Nurpashi Kulayev, 25, a Chechen, has been declared guilty of terrorism and murder by the judge, Tamerlan Aguzarov, in the southern town of Vladikavkaz.
He will not be sentenced until after Aguzarov has finished reading his verdict, which is expected to last until at least the end of the week and involves recapping testimony from the massacre at School Number 1 in September 2004.
On Thursday, Aguzarov recalled witness testimony on how the school was stormed, with about 20 survivors and relatives of the 331 people, mainly children, who died present in court.
"Armed men in combat uniforms arrived in the school yard during a celebration for the first day of school on the morning of September 1," he told the court.
The gunmen, shooting in the air, dragged more than a thousand people, mainly children, teachers and relatives, into the school gym where they set up explosive devices and, to keep people quiet, "they pointed weapons at their children".

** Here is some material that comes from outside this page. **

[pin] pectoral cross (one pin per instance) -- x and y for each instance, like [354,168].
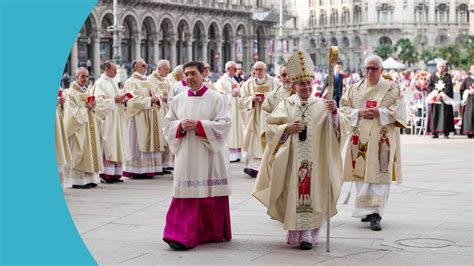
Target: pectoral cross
[440,85]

"The terrorists demanded a pull-out of federal troops from Chechnya. They threatened to blow up the school if security forces tried to storm it."

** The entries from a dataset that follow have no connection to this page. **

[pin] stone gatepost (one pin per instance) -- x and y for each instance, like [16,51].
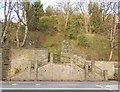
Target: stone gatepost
[93,69]
[51,65]
[86,70]
[105,75]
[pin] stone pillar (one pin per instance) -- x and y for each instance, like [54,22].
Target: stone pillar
[51,64]
[86,70]
[105,75]
[93,71]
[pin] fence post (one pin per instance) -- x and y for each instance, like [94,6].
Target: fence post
[86,70]
[93,71]
[105,75]
[51,62]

According to witness testimony, the bloodbath that ensued on the third day of the siege was triggered when one of the bombs laid by the assailants exploded, the judge said.
"It's not negligence, but murder"
Voice of Beslan support group
"People started to flee the hall after that explosion," Aguzarov said, recalling how the hostage-takers fired on the civilians trying to escape.
A rescue attempt by Russian commandos turned into a pitched battle and much of the school caught fire, causing massive casualties.
Many survivors and relatives are angry at the response of the authorities.
"Federal forces fired on the school with tanks and grenade-launchers, knowing there were a thousand hostages inside. It's not negligence, but murder," said Ella Kesayeva, who leads the Voice of Beslan victim support group.
Kulayev, who says he took part in the hostage-taking but is innocent of the charges, showed little reaction to the proceedings.
Authorities say Kulayev is the sole survivor of the 32 hostage-takers who seized the school.
The prosecutor has called for the death penalty, but Russia declared a moratorium on executions in 1996, meaning the harshest punishment would be life in prison.